Warum Gold und Silber vor einem Comeback stehen

Was könnte eine sinnvolle Anlagealternative im Umfeld steigender Inflationsraten sein? Aus Sicht von Schmitz & Partner sind dies Gold und Silber, eine seit langem zu Unrecht vernachlässigte Vermögensklasse.

Vor wenigen Wochen waren noch Schlagzeilen in der Presse zu lesen wie „Rätselhafter Gold-Absturz“, „Viele Anleger lassen Gold links liegen“, „Wie tief kann der Goldpreis noch fallen?“, „Wer kauft denn jetzt noch Gold?“ oder auch „Der Goldpreis fällt ... und keiner weiß warum“.

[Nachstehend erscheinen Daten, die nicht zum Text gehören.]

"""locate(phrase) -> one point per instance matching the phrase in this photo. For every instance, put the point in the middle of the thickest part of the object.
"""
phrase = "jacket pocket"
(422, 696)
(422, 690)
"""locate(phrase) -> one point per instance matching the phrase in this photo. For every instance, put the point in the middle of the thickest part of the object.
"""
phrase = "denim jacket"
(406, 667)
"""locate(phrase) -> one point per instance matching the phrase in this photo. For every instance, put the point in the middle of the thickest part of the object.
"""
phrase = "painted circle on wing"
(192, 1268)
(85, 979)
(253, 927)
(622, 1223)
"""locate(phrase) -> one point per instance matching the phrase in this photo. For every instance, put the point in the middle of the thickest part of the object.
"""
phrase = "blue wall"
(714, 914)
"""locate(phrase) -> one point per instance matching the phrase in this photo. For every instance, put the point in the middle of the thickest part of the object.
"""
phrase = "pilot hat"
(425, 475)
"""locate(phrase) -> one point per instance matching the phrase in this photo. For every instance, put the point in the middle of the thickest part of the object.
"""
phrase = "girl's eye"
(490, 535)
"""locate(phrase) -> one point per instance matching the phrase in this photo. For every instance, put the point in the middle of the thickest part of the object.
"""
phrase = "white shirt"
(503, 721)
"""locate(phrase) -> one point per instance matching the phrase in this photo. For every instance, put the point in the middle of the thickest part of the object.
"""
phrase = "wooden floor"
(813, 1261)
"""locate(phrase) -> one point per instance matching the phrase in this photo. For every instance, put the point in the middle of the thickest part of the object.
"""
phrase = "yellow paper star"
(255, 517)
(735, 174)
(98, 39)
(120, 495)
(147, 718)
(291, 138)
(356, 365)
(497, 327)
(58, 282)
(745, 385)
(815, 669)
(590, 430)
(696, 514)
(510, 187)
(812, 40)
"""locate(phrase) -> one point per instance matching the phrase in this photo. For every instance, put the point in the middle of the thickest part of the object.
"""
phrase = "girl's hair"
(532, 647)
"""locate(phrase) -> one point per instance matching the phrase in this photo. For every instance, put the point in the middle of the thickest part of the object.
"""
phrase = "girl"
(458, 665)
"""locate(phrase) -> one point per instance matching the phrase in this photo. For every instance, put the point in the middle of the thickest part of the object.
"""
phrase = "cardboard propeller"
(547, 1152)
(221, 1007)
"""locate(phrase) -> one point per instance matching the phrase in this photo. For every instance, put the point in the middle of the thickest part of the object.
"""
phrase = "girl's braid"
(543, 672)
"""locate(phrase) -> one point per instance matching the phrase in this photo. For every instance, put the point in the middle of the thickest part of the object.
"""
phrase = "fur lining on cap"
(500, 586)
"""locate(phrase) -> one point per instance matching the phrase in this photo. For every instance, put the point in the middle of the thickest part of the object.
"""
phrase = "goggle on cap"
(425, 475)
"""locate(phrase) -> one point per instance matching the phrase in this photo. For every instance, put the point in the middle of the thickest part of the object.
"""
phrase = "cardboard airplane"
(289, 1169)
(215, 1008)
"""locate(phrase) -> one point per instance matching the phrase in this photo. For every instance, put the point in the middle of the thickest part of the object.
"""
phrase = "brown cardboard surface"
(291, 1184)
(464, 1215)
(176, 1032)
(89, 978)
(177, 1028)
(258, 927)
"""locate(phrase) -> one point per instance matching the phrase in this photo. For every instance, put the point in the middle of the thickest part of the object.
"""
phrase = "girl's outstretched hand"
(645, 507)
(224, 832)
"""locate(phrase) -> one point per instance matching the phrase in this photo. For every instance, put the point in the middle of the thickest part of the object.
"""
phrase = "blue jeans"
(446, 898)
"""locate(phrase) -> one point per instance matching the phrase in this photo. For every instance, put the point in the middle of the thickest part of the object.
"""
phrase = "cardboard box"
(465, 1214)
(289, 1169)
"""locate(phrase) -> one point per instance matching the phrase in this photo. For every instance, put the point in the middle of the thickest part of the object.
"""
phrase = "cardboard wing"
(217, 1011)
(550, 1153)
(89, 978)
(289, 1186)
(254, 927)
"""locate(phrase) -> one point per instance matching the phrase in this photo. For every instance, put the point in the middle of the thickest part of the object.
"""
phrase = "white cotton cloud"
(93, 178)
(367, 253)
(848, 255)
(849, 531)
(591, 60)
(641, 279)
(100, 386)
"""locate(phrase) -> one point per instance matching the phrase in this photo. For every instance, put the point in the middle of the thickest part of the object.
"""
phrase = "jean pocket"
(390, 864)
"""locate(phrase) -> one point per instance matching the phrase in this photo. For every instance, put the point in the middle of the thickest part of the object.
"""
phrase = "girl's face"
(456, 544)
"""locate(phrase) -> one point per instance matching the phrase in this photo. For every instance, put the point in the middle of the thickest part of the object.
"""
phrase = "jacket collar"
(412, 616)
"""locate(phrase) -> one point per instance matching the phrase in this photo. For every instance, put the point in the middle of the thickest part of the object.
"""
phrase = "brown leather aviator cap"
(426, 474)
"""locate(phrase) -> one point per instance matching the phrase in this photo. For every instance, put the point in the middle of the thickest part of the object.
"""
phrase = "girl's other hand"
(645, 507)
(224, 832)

Tatsächlich ist der Preis für Gold seit Anfang 2018 um rund zehn Prozent gefallen. Der Preis für Silber ist in den ersten neun Monaten des Jahres sogar noch stärker um fast 15 Prozent eingebrochen. Dieser deutliche Preisverfall von Gold und Silber in den vergangenen Monaten ist auch der Hauptgrund für das unbefriedigende Abschneiden des Schmitz & Partner Global Defensiv Fonds in letzter Zeit. Mit einem Gold- und Silberanteil von knapp 30 Prozent des Fondsvermögens erklärt sich das derzeitige Minus in der Fondspreisentwicklung.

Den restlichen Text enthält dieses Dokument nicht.